|Venue: Tokyo, Japan Dates: 24 August-5 September Time in Tokyo: BST +8|
|Coverage: Follow on Radio 5 Live and on the BBC Sport website|
Hannah Russell and Reece Dunn both landed gold on another successful day in the pool for British swimmers at the Tokyo Paralympics.
Russell held off the challenge of Russian Daria Pikalova to retain her S12 100m backstroke title.
Dunn made up for the disappointment of finishing second in the S14 butterfly on Wednesday with his first Paralympic crown in the S14 200m freestyle.
Bethany Firth failed to retain her S14 200m freestyle crown, finishing second.
Firth was beaten to gold by Valeriia Shabalina of the Russian Paralympic Committee with fellow Briton Jessica-Jane Applegate taking bronze.
Stephen Clegg became the third member of his family to win a Paralympic medal when he took bronze in the men’s 100m S12 backstroke, following in the footsteps of his sister Libby and brother James who won in athletics and swimming respectively.
Russell, 25, triumphed in a time of one minute 8.44 seconds – 0.32secs ahead of her fast-finishing rival – to win a medal at her third Games.
She won two golds in Rio before taking a break in 2018 and 2019 to deal with mental health issues and told BBC Sport earlier this year that she needed the break to realise how much she missed the sport.
Russell started the final strongly but it was the turn that helped keep her ahead of Pikalova and her strength that got her to the wall first.
“Deep down I really, really wanted to defend my title,” she said. “All the training has really paid off. It’s been the toughest year of training I’ve done.
“Because of my visual impairment when I swim I find it really, really difficult to even judge where anyone is. So it’s literally me against the clock. Although on the turn, and sort of on the last little bit, I can feel the leg kick and I could tell that people were close to me.
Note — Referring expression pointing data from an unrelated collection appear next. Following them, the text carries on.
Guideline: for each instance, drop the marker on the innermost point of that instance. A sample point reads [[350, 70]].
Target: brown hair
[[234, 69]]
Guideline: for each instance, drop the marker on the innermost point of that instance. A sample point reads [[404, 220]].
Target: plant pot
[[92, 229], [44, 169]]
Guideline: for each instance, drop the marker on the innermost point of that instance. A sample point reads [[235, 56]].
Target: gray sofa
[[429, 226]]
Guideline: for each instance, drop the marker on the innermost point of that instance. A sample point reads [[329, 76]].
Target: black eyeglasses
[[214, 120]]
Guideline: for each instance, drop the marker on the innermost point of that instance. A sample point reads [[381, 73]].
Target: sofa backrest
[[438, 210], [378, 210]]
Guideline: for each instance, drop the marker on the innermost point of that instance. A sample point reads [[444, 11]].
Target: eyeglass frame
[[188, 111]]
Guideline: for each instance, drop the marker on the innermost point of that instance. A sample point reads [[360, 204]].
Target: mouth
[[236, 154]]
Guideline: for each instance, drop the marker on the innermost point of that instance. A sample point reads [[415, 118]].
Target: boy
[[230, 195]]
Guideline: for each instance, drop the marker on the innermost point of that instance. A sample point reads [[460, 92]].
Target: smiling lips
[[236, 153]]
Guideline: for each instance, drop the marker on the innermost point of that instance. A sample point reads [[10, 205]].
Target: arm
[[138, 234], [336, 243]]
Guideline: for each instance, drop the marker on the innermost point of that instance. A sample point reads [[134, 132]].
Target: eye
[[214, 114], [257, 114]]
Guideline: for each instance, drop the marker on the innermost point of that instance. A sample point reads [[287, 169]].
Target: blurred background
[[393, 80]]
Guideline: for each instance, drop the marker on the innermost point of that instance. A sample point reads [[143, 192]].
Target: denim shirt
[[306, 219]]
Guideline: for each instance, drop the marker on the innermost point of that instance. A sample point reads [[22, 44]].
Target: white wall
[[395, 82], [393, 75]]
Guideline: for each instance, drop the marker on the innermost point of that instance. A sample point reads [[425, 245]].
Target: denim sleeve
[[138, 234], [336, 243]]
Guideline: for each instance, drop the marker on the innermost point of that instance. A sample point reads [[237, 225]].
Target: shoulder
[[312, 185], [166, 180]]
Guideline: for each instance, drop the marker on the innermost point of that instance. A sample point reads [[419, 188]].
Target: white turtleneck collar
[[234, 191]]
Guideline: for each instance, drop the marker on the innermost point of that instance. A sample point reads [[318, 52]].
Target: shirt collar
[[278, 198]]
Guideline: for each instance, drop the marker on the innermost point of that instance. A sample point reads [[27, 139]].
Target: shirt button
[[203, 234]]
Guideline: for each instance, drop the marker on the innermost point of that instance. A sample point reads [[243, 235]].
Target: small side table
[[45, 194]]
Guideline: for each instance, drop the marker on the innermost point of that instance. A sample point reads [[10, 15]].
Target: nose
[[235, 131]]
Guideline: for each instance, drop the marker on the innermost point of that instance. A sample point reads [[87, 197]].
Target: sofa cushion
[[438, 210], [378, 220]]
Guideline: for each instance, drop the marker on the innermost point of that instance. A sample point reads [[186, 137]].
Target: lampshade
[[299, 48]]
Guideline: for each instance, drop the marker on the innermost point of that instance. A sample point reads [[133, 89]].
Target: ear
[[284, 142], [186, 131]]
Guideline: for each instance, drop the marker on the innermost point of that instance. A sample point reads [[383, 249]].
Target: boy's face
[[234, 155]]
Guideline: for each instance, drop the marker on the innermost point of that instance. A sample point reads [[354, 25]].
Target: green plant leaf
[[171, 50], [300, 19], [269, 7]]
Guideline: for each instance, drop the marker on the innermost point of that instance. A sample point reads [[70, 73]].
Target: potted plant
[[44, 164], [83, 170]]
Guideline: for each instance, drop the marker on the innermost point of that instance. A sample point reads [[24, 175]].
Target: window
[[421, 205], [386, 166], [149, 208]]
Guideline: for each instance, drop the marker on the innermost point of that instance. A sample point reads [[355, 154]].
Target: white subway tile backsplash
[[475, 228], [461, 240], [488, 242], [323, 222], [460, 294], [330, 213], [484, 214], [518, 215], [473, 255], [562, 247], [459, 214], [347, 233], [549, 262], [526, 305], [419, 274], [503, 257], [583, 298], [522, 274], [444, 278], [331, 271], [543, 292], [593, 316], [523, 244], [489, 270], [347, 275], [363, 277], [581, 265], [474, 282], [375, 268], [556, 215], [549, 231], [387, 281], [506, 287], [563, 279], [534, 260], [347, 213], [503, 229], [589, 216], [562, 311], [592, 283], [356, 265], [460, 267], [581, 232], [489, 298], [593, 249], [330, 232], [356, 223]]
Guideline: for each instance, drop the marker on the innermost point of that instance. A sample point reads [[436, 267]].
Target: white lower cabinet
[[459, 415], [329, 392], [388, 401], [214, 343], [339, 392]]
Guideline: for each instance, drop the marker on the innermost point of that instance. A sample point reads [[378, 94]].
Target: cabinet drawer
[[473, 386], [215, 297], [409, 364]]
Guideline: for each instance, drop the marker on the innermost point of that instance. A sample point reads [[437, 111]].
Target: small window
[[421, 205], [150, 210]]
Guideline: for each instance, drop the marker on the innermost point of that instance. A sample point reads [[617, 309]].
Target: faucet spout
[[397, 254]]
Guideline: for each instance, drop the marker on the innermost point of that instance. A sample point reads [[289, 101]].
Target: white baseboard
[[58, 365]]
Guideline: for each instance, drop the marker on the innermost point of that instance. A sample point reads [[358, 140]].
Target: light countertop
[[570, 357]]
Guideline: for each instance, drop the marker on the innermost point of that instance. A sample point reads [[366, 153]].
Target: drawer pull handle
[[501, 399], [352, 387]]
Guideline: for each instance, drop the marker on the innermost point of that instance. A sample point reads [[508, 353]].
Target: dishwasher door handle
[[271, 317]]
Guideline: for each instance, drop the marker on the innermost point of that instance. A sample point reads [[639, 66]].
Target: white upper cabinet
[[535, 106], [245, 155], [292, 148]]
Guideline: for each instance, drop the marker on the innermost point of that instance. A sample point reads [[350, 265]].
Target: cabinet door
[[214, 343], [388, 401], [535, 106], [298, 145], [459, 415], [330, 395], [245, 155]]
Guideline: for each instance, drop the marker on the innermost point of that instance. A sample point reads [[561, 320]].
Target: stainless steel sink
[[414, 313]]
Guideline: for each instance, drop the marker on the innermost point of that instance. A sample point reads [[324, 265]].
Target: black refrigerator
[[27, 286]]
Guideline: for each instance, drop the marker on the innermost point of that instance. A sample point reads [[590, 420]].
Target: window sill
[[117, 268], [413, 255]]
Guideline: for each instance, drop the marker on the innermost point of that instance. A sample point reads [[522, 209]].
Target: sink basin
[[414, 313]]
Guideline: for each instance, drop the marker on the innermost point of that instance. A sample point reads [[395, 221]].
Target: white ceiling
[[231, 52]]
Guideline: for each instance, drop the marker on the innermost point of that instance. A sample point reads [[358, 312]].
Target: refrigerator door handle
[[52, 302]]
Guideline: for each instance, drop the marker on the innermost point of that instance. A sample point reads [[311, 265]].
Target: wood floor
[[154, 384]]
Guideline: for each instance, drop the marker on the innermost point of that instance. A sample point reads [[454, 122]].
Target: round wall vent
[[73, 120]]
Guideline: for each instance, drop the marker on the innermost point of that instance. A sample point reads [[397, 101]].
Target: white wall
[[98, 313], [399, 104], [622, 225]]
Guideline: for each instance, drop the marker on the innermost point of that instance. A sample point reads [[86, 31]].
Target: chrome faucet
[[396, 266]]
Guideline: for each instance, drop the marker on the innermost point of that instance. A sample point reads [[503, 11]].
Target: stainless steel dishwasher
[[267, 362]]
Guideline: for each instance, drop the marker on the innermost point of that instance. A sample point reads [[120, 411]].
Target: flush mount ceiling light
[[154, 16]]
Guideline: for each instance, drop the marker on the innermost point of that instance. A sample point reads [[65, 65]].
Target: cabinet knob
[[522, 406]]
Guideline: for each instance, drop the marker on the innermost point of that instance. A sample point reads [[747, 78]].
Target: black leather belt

“I just kept thinking to myself, ‘just keep fighting, keep fighting.’ I couldn’t feel my legs in the last 15m but I just tried to keep going.”
Dunn, who was diagnosed with autism as a teenager and only made his Para-swimming debut in 2019, also acknowledged having had to had to deal with mental health struggles before the Games.
He beat his own world record of 1:52.96 by 0.56secs with Brazil’s Gabriel Bandeira in second, 0.34secs adrift.
“I had Covid earlier this year and then I went through a depressive stage and had to see a psychologist,” said the Plymouth athlete.
“It makes it even more sweet.”
“After the 100 fly, I was more motivated. I had to go out strong towards the 150m mark.
“I felt great, the whole swim felt great but then the pain came on the last half a length and I just had to hang on.”